You don’t ask for bubbles in your bath anymore . . . actually, I don’t even think you remember what bubbles are judging by the untouched bar of soap I gave you weeks ago for the shower.
I’ve swapped buying Spiderman hand soap pumps and sparkly toothpaste for sticks of deodorant and minty floss.
We can’t afford to go out to eat anymore because you won’t be caught dead ordering from the kids’ menu and you’d probably devour two entrees if it were up to you.
You’re growing up, my sweet boys, but despite the lump in my throat and holding back the tears, I refuse to mourn.
I remember that growing up is an experience some children don’t get and making it to adulthood is sometimes a feat in itself for others. I remember it’s a privilege and an honor that I get to stand by your side to watch you grow up, something your daddy doesn’t get since he died when you were still in diapers. That’s the phrase that keeps me from falling into a puddle of my own tears: I get to watch you grow up. I get to.

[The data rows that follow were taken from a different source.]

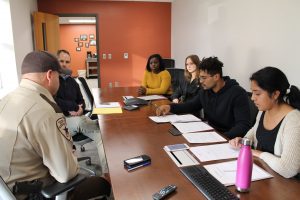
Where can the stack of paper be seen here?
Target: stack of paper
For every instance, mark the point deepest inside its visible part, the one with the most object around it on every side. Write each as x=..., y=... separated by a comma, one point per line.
x=192, y=127
x=214, y=152
x=203, y=137
x=225, y=172
x=107, y=108
x=174, y=118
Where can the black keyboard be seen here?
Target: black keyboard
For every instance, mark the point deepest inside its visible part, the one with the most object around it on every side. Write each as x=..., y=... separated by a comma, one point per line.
x=206, y=183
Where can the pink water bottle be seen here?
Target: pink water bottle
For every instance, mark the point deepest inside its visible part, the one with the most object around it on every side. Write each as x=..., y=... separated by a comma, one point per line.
x=244, y=167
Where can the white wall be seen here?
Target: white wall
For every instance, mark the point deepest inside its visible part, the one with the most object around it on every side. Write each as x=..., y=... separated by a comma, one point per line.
x=15, y=40
x=245, y=35
x=22, y=28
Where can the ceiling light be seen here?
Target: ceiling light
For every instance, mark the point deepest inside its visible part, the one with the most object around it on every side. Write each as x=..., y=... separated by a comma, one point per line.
x=82, y=20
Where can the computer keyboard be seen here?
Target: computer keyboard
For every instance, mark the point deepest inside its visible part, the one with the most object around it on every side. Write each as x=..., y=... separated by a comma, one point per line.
x=206, y=183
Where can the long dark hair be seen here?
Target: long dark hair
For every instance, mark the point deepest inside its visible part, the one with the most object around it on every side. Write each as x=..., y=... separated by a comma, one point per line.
x=161, y=63
x=271, y=79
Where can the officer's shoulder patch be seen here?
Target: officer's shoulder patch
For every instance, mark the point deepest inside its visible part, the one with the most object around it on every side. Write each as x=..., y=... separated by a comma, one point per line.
x=52, y=104
x=62, y=127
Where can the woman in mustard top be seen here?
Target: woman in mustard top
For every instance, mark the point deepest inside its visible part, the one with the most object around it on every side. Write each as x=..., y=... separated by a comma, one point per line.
x=156, y=80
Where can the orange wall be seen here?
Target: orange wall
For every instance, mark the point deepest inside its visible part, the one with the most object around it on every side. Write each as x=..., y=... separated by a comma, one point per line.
x=67, y=35
x=137, y=28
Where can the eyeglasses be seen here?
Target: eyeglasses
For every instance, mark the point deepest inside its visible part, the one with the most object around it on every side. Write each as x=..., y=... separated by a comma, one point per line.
x=203, y=78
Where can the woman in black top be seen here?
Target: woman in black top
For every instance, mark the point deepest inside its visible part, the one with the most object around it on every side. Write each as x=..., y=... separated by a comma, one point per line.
x=190, y=86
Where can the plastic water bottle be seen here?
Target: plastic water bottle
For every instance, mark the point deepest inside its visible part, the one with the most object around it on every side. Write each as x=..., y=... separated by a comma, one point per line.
x=244, y=167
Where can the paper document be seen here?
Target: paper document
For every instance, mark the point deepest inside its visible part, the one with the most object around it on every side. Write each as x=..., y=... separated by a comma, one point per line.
x=108, y=105
x=101, y=111
x=214, y=152
x=152, y=97
x=203, y=137
x=192, y=127
x=174, y=118
x=226, y=172
x=182, y=158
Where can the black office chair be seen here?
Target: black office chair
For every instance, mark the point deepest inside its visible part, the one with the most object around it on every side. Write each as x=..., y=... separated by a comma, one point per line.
x=169, y=62
x=253, y=109
x=56, y=190
x=177, y=75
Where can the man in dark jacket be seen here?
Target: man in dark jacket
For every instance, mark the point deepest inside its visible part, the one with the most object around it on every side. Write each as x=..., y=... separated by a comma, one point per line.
x=224, y=102
x=71, y=102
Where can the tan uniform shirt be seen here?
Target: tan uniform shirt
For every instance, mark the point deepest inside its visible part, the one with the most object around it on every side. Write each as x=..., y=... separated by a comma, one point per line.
x=34, y=141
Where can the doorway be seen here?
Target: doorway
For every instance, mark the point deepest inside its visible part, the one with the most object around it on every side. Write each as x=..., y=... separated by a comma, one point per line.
x=79, y=35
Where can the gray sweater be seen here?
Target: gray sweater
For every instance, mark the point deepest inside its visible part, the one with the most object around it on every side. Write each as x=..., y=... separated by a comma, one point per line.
x=286, y=158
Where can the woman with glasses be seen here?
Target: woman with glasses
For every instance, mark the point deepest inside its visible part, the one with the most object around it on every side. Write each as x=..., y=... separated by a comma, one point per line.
x=156, y=80
x=276, y=133
x=190, y=86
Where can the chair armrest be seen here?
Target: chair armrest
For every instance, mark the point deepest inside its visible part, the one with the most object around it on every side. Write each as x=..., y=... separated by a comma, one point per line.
x=58, y=188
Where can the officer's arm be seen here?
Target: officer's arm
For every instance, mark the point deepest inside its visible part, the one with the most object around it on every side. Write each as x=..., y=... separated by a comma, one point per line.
x=55, y=144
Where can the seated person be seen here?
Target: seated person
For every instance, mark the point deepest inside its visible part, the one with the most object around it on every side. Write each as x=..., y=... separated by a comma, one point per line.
x=276, y=133
x=190, y=86
x=224, y=102
x=156, y=80
x=71, y=102
x=34, y=141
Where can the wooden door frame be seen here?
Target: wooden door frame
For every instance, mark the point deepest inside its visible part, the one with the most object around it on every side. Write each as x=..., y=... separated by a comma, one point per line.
x=97, y=36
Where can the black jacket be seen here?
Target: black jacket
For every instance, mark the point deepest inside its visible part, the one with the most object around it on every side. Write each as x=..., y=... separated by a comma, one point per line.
x=186, y=90
x=69, y=96
x=227, y=110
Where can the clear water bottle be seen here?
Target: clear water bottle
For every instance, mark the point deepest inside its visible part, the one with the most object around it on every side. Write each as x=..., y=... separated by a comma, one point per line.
x=244, y=167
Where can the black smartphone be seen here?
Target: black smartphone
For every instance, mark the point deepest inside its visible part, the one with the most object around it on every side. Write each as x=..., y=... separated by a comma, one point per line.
x=174, y=131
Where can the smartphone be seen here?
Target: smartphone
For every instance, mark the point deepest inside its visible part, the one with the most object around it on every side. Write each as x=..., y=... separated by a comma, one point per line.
x=174, y=131
x=136, y=162
x=132, y=107
x=176, y=147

So maybe we’re past the penny horse days but, dear sons, we’re walking into exciting new territory together. And I know you need me more than ever. You may not need the pennies in my purse anymore but you do need me to listen, still give you hugs (not in front of your friends, of course), guide you, and stand beside you not pushing you from behind or blocking your way in front of you, but beside you—there when you need me and watching when you don’t.
That day in the grocery store, when we walked past the penny horse, I reached into my purse and pulled out several pennies and set them on the horse, knowing that surely there’d be a little boy approaching with excitement in his eyes, begging his mama for a few more minutes to ride into the sunset. I won’t look back—I’ll look forward with you, dear boys . . . and sneak a hug as we walk out the door.